简体   繁体   English

气流DAG阻止其他DAGS启动

[英]Airflow DAG prevents other DAGS from starting

We're running Airflow v1.9.0 and having problems with one DAG. 我们正在运行Airflow v1.9.0,但一个DAG出现问题。 This one SSHOperator operator DAG (called matching) starts at 0 6 * * * and usually completes within the hour. 这一个SSHOperator运算符DAG(称为匹配项)从0 6 * * *开始,通常在一小时内完成。 Once a month, we have a large data ingestion that causes this task to take up 7 hours. 每月一次,我们要提取大量数据,导致此任务需要7个小时。 Unfortunately, when this happens, the DAG stops our other DAGS from starting until it completes. 不幸的是,当这种情况发生时,DAG会停止启动其他DAGS,直到完成为止。 It is the only DAG running during this 7-hour period. 这是这7个小时内唯一运行的DAG。 This isn't normal behavior or our other DAGS (they continue to run and other DAGS will start). 这不是正常行为,也不是我们的其他DAGS(它们继续运行,其他DAGS将启动)。 We could not find any table locks (PostgreSQL) that may be causing this issue. 我们找不到可能导致此问题的任何表锁(PostgreSQL)。

from airflow import DAG
from airflow.contrib.operators.ssh_operator import SSHOperator
from datetime import datetime, timedelta
from os import path

PATH = '/path/to/code/'

default_args = {
    'owner': 'airflow',
    'depends_on_past': True,
    'start_date': datetime(2018, 1, 24),
    'email': ['myemail@emails.com'],
    'email_on_failure': True,
    'email_on_retry': False,
    'retries': 1,
    'retry_delay': timedelta(minutes=1),
    }

with open(path.join(PATH, 'matching', 'run_nightly_matching.sh')) as f:
    nightly_matching_command = f.read()

dag = DAG('matching',
          template_searchpath = PATH,
          schedule_interval = '0 6 * * *', #10:00PM
          default_args = default_args)

nightly_matching = SSHOperator(task_id = 'nightly_matching',
                               ssh_conn_id = 'external_server_name',
                               command = nightly_matching_command,
                               do_xcom_push = True,
                               dag = dag)

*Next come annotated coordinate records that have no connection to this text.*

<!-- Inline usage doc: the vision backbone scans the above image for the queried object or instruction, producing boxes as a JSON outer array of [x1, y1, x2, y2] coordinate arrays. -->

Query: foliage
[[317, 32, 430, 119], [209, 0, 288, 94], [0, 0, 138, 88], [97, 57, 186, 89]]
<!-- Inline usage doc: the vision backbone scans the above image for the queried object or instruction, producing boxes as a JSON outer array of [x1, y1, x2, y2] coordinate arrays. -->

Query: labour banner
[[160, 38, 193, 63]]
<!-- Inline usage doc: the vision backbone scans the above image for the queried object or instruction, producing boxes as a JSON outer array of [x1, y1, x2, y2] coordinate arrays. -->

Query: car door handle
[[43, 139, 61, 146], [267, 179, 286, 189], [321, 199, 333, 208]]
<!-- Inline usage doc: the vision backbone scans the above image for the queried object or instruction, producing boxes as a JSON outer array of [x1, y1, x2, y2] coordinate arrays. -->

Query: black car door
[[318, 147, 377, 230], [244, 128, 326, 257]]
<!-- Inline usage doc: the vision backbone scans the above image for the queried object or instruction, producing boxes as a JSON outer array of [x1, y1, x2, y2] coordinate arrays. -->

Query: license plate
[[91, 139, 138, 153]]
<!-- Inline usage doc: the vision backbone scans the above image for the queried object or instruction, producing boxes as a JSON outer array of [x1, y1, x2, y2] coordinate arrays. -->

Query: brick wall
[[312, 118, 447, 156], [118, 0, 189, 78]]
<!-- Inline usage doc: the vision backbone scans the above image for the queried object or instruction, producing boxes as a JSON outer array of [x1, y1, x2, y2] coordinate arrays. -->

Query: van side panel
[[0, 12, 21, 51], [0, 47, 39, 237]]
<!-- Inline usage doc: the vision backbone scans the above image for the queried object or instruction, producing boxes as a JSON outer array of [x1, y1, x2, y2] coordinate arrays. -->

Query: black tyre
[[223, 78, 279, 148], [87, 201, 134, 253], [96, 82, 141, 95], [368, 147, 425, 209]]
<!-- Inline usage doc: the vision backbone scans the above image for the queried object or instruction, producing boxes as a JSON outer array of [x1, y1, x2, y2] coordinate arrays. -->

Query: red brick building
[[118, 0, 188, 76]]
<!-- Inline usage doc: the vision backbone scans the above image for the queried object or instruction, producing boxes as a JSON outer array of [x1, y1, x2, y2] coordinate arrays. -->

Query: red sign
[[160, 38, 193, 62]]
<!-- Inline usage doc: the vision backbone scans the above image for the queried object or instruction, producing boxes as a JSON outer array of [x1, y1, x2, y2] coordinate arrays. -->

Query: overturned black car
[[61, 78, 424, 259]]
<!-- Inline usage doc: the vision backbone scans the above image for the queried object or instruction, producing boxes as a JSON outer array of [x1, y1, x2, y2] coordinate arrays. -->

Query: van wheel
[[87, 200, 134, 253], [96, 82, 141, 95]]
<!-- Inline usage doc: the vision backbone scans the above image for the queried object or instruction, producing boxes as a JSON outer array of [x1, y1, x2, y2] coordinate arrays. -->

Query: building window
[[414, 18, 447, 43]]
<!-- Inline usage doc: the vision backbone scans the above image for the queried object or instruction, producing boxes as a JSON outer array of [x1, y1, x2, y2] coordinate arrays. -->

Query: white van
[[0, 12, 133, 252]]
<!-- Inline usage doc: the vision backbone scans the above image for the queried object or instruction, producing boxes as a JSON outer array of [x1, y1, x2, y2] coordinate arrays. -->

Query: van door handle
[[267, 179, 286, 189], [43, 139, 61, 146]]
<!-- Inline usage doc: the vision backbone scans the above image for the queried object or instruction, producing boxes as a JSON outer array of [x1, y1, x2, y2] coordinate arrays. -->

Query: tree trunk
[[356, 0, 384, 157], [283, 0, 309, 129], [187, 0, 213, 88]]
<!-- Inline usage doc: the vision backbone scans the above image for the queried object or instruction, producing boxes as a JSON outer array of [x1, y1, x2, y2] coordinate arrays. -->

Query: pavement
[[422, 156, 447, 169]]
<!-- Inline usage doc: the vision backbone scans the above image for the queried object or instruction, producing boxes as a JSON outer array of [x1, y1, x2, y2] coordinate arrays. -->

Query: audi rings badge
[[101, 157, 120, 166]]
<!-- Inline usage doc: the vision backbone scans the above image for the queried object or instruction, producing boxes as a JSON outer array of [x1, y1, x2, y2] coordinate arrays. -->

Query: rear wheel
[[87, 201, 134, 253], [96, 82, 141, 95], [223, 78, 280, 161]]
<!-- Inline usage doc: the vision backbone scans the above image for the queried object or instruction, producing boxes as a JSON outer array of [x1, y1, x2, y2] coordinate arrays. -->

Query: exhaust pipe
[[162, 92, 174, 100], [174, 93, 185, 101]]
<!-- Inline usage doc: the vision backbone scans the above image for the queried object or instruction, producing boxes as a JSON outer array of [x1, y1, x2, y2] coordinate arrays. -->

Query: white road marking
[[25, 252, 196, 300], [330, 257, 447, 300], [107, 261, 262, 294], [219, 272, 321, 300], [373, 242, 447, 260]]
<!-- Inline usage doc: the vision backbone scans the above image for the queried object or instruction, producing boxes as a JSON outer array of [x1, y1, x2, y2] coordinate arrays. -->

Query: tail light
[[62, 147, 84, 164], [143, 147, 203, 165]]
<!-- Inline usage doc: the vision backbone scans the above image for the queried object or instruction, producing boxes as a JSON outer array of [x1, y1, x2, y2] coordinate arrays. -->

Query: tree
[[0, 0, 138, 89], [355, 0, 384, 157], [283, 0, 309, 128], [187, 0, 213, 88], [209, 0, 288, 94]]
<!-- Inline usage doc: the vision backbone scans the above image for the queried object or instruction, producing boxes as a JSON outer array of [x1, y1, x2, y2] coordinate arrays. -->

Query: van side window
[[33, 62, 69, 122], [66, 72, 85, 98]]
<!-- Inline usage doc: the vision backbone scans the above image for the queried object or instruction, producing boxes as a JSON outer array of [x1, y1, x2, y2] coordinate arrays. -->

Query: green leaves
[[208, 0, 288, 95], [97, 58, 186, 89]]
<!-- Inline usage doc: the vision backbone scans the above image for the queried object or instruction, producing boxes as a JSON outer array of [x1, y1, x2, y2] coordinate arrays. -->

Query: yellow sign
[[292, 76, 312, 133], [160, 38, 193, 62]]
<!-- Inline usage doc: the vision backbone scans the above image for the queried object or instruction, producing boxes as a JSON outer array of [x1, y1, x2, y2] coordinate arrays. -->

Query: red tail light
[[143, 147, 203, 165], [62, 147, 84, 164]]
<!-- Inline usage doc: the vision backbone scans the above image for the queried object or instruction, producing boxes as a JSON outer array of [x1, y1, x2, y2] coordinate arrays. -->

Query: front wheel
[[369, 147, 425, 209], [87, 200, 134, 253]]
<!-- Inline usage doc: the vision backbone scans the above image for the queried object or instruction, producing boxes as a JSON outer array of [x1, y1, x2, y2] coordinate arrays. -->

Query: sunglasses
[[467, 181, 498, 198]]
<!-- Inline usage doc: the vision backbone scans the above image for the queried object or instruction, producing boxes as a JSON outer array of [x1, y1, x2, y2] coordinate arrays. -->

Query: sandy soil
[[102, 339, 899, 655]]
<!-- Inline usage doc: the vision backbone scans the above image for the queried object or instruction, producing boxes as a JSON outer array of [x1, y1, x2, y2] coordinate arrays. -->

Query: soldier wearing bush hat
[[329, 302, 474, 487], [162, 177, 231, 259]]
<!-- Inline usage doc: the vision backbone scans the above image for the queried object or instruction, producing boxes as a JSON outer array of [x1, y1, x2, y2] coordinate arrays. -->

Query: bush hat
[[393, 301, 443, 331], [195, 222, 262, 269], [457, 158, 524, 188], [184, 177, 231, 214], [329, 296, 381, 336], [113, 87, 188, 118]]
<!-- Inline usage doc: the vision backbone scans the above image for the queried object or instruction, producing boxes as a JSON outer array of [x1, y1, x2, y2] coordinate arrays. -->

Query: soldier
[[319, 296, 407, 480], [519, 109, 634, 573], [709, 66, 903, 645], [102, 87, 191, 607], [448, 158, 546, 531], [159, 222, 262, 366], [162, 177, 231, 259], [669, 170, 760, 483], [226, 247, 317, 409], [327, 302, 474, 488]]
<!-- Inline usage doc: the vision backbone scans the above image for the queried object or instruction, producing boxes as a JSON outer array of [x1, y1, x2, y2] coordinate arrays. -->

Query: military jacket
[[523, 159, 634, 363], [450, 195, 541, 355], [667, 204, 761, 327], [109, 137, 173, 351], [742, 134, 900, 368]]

Here are the query results when I look at the airflow database. 当我查看气流数据库时,这是查询结果。

airflow=# select task_id, dag_id, start_date, execution_date,end_date, duration, state, pool, queue from task_instance where date_trunc('day', start_date)::DATE = '2018-05-09'::DATE order by start_date;

task_id: nightly_matching dag_id: matching start_date: 2018-05-09 06:00:04.486709 execution_date: 2018-05-08 06:00:00 end_date: 2018-05-09 12:50:52.509942 duration: 24648.023233 state: success pool: queue: default

This DAG that immediately follows the problem DAG is scheduled to start at 10:40. 紧随问题DAG之后的DAG计划于10:40开始。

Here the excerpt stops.